Black Thursday: Area residents leave dinner tables for holiday bargainsPublished 1:15pm Saturday, November 30, 2013
FRANKLIN—Many area residents left the Thanksgiving dinner table early Thursday to take advantage of huge early saving purchases offered by a host of stores in the Franklin area. In previous years with luck, one might have found a gas station or a mom-and-pop convenience store open on Thanksgiving Day, but not a major department store. For 2013, enter on the scene Black Thursday and super sales to entice shoppers to leave the turkey and loved ones at home to capitalize on saving a few dollars. At the Franklin Mall, the parking lot was packed tight long before the store opened at 7 p.m. for the advertised special items. Others, such as Belk opened at 8 p.m., and remained opened all night.

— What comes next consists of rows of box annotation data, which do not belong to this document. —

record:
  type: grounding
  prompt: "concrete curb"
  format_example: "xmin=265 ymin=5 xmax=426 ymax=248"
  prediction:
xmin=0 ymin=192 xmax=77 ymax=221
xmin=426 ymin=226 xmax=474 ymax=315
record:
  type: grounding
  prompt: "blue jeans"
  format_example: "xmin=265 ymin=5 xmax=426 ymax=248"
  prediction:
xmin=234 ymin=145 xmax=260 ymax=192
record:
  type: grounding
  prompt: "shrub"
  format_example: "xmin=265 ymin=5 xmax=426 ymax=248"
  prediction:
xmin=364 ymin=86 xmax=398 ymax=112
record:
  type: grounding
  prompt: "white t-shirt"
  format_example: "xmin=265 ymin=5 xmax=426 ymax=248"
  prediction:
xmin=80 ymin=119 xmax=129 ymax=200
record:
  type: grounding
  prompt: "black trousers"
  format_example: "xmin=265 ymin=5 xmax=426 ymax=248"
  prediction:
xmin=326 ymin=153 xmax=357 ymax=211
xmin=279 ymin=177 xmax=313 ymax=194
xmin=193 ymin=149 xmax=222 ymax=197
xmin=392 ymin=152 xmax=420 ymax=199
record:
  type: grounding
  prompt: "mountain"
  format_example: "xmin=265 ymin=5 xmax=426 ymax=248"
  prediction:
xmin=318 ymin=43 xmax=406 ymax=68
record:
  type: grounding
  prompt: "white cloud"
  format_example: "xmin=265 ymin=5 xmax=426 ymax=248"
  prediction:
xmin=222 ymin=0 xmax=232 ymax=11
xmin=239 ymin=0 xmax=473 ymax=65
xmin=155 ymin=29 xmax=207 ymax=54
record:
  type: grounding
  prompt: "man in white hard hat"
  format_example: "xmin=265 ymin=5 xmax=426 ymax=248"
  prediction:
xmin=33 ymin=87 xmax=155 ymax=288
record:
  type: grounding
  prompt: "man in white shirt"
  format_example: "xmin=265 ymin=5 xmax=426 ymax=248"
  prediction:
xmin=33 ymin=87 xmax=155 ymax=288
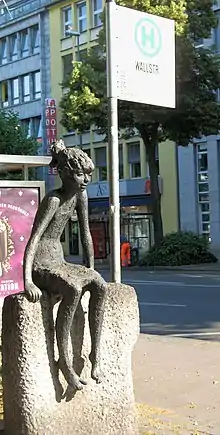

Liz Mullins of Franklin was the first in line at the Belk department store arriving to claim the prize spot at 5 p.m. She said she did eat a Thanksgiving meal at home, but had to leave to be able to purchase some boots and get the free gift card that was advertised to be given away. Mullins added that a family member did stop by to give her some hot chocolate and another plate of food during her wait.
Around 5:30 p.m., she was joined by Jaime Daughtery of Suffolk, Tralane Barham of Southampton County and Makeshia Sykes of Franklin. Sykes said she had come straight from work at Deerfield Correctional Center and had not eaten the Thanksgiving meal, but was also seeking the special deals and the free gift card.
All four, plus hundreds others present, were dressed for the weather, which was in the mid-30s, and in high spirits.
A key admitted motivation for the early arrival of these four shoppers was a great sale on boots and the free gift cards. For the first 250 shoppers, cards valued from $5 to $1,000 would be given. Belk Store Manager Tonya Faison assisted by Liz Burgess, the operation team audit staff member, opened the store at exactly 8 p.m. and proceeded to pass out the gift cards and greet the customers. It did not take that long for the two to pass out the cards, and the shoppers continued to file into the store.
Unlike the frenzy of pushing and shoving shown on TV of national Black Thursday/Friday sales in other cities, Franklin was orderly with shoppers respectful of each other and thankful for the great deals.
Both staff members seemed pleased with the turnout of shoppers, and added that no one had yet displayed the $1,000 gift card. A visual of the shoppers projected that many were pleased with the Black Thursday event as they quickly made their purchases and departed the store.